This analysis reviews the effect of Events on the combination of Injuries and Fatalities and also economic consequence as a function of property and crop damage.
Need to define population health, the data contains two varaibles FATALITIES and INJURIES which could be used as a marker for “population health”.
In the following example a new variable totalIncidents is created to represent the total impact on poplulation which is based on the sum of FATALITIES and INJURIES.
A ratio of totalIncidents versus number of events is then calculated (incidentRatio) to highlight the net average impact of a single event. The output data frame is then sorted in descending order by incidentRatio with the top ten presented.

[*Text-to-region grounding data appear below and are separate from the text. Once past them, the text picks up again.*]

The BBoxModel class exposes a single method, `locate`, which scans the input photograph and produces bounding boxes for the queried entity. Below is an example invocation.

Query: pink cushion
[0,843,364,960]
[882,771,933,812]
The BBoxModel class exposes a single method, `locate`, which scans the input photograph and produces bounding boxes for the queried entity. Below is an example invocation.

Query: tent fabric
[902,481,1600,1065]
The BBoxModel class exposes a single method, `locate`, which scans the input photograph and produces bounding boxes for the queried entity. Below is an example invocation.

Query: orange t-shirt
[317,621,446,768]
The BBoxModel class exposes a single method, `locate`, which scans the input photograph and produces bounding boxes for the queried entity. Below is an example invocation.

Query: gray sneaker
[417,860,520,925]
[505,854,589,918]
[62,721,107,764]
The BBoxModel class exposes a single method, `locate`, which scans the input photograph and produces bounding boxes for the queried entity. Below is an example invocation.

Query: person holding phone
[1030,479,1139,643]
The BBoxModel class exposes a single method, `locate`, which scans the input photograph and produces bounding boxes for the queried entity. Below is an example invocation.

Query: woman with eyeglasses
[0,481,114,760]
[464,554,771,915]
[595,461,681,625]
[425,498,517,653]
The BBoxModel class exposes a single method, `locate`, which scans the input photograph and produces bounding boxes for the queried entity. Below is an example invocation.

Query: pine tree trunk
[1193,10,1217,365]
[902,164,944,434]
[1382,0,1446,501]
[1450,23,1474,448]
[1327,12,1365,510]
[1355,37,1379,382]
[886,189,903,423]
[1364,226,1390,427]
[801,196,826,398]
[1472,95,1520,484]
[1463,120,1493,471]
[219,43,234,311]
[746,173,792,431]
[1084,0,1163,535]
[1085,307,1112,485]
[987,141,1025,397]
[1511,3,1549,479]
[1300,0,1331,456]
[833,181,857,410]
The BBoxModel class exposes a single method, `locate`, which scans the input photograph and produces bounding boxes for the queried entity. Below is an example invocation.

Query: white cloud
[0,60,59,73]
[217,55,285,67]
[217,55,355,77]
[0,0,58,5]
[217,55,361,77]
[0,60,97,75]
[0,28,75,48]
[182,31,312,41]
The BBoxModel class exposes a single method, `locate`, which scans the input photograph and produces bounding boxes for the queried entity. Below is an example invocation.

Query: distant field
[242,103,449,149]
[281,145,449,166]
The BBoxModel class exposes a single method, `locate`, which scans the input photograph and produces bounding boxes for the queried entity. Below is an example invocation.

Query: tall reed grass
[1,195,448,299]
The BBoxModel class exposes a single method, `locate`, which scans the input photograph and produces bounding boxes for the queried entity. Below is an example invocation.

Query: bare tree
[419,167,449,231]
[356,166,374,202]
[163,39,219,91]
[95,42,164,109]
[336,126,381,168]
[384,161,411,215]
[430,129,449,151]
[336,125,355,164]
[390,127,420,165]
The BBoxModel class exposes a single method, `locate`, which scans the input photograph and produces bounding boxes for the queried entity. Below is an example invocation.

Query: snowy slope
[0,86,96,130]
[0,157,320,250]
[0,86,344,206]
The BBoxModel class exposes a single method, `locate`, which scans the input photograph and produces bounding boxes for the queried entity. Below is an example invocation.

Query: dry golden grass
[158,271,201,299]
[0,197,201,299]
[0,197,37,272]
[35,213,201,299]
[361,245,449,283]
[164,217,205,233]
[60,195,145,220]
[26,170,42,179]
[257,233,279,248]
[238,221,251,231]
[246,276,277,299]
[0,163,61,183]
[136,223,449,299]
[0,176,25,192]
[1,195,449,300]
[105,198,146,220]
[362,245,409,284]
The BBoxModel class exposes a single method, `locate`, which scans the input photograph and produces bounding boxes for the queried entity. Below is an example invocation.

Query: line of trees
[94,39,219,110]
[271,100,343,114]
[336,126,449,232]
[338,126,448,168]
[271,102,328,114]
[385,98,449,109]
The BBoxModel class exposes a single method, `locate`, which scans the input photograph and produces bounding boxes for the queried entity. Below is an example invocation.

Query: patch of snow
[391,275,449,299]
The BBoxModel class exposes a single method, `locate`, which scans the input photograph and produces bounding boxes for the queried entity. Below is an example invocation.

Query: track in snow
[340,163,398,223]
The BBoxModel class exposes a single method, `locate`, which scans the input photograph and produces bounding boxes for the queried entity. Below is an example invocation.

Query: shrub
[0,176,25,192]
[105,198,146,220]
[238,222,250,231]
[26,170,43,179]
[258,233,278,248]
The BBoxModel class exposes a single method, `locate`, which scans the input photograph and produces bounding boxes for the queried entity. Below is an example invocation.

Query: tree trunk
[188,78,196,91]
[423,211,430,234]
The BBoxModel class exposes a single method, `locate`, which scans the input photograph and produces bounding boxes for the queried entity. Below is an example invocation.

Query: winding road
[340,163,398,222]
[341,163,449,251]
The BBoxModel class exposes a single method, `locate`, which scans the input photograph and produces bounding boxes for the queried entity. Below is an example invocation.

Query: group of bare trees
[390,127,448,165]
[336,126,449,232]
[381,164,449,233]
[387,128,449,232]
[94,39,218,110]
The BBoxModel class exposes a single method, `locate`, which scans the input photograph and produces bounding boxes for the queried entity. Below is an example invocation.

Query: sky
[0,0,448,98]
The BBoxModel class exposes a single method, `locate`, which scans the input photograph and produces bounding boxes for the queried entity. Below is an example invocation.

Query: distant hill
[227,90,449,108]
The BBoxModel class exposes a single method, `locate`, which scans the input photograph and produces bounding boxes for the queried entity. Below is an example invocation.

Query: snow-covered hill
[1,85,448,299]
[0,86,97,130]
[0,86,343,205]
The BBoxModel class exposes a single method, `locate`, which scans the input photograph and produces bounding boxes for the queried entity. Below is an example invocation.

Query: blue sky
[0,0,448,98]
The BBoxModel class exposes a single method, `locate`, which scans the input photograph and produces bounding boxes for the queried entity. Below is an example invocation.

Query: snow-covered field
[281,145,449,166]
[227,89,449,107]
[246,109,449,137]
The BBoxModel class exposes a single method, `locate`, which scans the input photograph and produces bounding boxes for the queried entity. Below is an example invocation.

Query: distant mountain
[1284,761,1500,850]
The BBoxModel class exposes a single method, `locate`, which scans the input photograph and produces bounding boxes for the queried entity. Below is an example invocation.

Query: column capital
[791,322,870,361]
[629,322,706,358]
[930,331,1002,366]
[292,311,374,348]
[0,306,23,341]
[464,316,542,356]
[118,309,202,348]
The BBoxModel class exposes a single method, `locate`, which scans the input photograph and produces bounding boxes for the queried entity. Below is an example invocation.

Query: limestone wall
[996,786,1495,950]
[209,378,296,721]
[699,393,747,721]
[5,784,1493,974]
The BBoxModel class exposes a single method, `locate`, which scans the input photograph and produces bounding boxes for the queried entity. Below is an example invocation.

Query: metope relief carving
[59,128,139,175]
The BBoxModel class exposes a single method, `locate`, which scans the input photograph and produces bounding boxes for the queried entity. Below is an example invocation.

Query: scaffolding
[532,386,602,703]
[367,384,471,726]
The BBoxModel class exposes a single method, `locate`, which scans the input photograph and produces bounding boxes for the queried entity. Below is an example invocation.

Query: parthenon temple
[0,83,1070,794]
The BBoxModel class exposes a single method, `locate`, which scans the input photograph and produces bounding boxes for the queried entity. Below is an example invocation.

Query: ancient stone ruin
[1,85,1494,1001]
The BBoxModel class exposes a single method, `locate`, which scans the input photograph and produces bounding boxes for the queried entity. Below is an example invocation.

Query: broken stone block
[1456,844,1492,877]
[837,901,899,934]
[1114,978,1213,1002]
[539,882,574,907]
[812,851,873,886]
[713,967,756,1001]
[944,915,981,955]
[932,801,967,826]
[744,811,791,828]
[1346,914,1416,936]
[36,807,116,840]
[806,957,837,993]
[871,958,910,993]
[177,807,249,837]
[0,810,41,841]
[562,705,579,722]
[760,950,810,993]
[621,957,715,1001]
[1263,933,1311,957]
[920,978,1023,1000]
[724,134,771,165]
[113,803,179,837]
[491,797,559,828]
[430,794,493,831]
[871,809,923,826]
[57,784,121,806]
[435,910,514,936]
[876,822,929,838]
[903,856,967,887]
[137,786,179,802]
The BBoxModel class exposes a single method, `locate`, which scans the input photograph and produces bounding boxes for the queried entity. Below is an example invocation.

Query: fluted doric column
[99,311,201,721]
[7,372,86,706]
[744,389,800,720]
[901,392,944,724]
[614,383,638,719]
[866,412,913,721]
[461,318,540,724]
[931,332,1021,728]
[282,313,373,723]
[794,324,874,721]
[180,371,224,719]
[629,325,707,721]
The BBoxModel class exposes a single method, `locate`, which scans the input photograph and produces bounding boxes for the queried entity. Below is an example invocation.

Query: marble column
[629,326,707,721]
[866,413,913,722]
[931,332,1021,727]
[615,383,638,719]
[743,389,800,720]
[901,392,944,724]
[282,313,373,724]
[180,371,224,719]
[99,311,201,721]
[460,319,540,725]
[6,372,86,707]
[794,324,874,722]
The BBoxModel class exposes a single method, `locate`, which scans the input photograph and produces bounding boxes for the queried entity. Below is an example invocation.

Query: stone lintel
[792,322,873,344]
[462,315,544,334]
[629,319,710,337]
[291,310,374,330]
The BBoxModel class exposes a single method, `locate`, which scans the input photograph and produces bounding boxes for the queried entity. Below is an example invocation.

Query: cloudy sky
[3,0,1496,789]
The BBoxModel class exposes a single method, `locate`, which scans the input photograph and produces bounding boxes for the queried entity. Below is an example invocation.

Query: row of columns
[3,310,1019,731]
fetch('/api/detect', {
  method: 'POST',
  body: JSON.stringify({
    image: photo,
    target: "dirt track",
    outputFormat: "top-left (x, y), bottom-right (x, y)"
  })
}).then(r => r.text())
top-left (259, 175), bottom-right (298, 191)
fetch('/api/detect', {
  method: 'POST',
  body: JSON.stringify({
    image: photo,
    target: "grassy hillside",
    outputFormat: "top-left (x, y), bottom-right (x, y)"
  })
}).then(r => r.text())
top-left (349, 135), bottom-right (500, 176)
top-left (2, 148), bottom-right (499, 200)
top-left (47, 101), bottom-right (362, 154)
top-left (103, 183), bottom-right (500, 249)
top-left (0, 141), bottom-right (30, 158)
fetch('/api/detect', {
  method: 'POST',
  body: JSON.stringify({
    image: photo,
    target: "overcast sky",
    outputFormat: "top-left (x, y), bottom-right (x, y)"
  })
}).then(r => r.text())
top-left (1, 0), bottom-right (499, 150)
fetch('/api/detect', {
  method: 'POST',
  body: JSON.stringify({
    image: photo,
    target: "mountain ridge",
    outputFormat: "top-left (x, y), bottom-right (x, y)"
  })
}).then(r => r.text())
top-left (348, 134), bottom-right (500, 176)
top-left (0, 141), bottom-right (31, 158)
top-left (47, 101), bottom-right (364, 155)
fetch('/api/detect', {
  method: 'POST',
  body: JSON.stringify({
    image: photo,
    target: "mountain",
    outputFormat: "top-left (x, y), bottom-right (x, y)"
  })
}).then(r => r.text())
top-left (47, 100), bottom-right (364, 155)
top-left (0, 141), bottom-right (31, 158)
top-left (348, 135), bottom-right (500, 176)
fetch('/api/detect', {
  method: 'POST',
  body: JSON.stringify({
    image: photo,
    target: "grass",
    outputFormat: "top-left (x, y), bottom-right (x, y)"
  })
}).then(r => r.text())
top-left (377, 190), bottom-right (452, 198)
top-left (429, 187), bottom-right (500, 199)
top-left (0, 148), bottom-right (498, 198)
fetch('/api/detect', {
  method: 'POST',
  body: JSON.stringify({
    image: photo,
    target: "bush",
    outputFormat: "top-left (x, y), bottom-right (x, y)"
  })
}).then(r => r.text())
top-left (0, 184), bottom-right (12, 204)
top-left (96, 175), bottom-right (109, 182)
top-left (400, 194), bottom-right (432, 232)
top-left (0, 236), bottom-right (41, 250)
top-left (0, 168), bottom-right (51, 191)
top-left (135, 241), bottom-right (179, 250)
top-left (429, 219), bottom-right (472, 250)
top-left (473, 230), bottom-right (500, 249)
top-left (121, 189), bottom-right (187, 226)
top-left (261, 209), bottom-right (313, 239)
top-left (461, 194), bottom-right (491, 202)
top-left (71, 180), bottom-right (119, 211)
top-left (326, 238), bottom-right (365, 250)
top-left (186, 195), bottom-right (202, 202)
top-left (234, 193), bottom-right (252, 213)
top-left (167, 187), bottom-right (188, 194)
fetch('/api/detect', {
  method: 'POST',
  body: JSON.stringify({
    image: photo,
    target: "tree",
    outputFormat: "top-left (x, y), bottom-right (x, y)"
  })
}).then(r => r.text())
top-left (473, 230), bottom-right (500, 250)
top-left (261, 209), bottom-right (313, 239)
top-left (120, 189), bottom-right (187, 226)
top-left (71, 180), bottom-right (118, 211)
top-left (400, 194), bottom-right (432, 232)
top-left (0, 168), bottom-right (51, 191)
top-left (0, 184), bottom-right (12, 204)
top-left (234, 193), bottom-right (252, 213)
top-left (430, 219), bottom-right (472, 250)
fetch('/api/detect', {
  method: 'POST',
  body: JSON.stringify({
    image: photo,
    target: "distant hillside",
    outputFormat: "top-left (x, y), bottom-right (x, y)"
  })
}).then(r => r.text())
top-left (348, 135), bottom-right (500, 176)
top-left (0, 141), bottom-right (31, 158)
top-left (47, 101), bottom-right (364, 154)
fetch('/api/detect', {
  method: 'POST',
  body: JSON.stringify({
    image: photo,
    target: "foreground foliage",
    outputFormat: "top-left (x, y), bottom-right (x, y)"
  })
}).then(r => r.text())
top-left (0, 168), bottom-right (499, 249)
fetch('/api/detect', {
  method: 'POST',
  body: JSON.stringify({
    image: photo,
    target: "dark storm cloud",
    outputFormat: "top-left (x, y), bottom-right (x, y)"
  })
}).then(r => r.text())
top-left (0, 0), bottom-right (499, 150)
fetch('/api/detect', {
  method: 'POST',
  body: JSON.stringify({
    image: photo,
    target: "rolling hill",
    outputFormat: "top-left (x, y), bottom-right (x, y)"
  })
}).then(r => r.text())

Economic consquences are also determined using the PROPDMG and CROPDMG variables.
The dplyr package is used to group the events and then summarise the data within each of the groupings.
# Calculate Event Duration
storm_df$BGN_DATE_TIME <- as.POSIXct(paste(as.Date(storm_df$BGN_DATE,"%m/%d/%Y"),
as.character(storm_df$BGN_TIME)),
format="%Y-%m-%d %H%M")
storm_df$END_DATE_TIME <- as.POSIXct(paste(as.Date(storm_df$END_DATE,"%m/%d/%Y"),
as.character(storm_df$END_TIME)),
format="%Y-%m-%d %H%M")
storm_df$DURATION <- difftime(storm_df$END_DATE_TIME,
storm_df$BGN_DATE_TIME,
units = "hours")
uniqueEVTYPE <- storm_df %>%
mutate(n=1,
impactArea = LENGTH * WIDTH) %>% # Insert a 1 against each obs
group_by(EVTYPE) %>%
summarise(totalEvents = sum(n), # Sum all 1's for total count by group
fatalities = sum(FATALITIES),
injuries = sum (INJURIES),
totalIncidents = sum(FATALITIES+INJURIES), # Total Health Impact
incidentRatio = 1/(totalEvents/totalIncidents), # Incident/Event Ratio
sevRatio = (fatalities/totalEvents), # Severity Ratio
incSevWeighting = if_else(sevRatio == 0,
incidentRatio ,
incidentRatio * sevRatio),
propDamage = sum(PROPDMG),
cropDamage = sum (CROPDMG),
totalDamage = sum(PROPDMG+CROPDMG), # Total Damage
incidentRatio_DMG = 1/(totalEvents/totalDamage), # Damage/Event Ratio
totalArea = sum(impactArea)) %>%
filter(totalIncidents > 0) %>%
arrange(desc(incSevWeighting)) # Sort by the most "Severe"
uniqueEVTYPE_DMG <- storm_df %>%
mutate(n=1,
impactArea = LENGTH * WIDTH) %>% # Insert a 1 against each obs
group_by(EVTYPE) %>%
summarise(totalEvents = sum(n), # Sum all 1's for total count by group
propDamage = sum(PROPDMG),
cropDamage = sum (CROPDMG),
totalDamage = sum(PROPDMG+CROPDMG), # Total Damage
incidentRatio_DMG = 1/(totalEvents/totalDamage), # Damage/Event Ratio
totalArea = sum(impactArea)) %>%
filter(totalDamage > 0) %>%
arrange(desc(totalDamage)) # Sort by the most "Severe"
Across the United States, which types of events (as indicated in the EVTYPE variable) are most harmful with respect to population health?
# Prepare the plot for the top 10 Events contributing the highest effect on Pop Health
uniqueEVTYPE[1:10,] %>%
ggplot() +
geom_col(aes(x = reorder(EVTYPE, -incSevWeighting), y = incSevWeighting), fill = "yellow") +
labs(title="Event By Incident Severity",
x = "Event",
y = "Incident Severity",
colour = "Event Type") +
theme_bw() +
theme(axis.text.x = element_text(angle = 90, hjust = 1))
The above chart demonstrates that Tornadoes have the highest impact to population health.
Across the United States, which types of events have the greatest economic consequences?
uniqueEVTYPE_DMG[1:10,] %>%
ggplot() +
geom_col(aes(x = reorder(EVTYPE, - totalDamage ),
y = totalDamage),
fill = "red") +
labs(title="Event By Damage Severity",
x = "Event",
y = "Damage Severity",
colour = "Event Type") +
theme_bw() +
theme(axis.text.x = element_text(angle = 90, hjust = 1))
The above plot demonstrates that Tornadoes have the highest impact on damage with Flash Flooding being the second most impacting. It is important to note thaty the cumulative sum of Thunderstorm Winds, Thunderstorm Wind and TSTM Wind would place these in second place, however they are separated out in this figure.
Overall it appears that Tornadoes and other high wind events have the largest impact on population health and economic outcomes.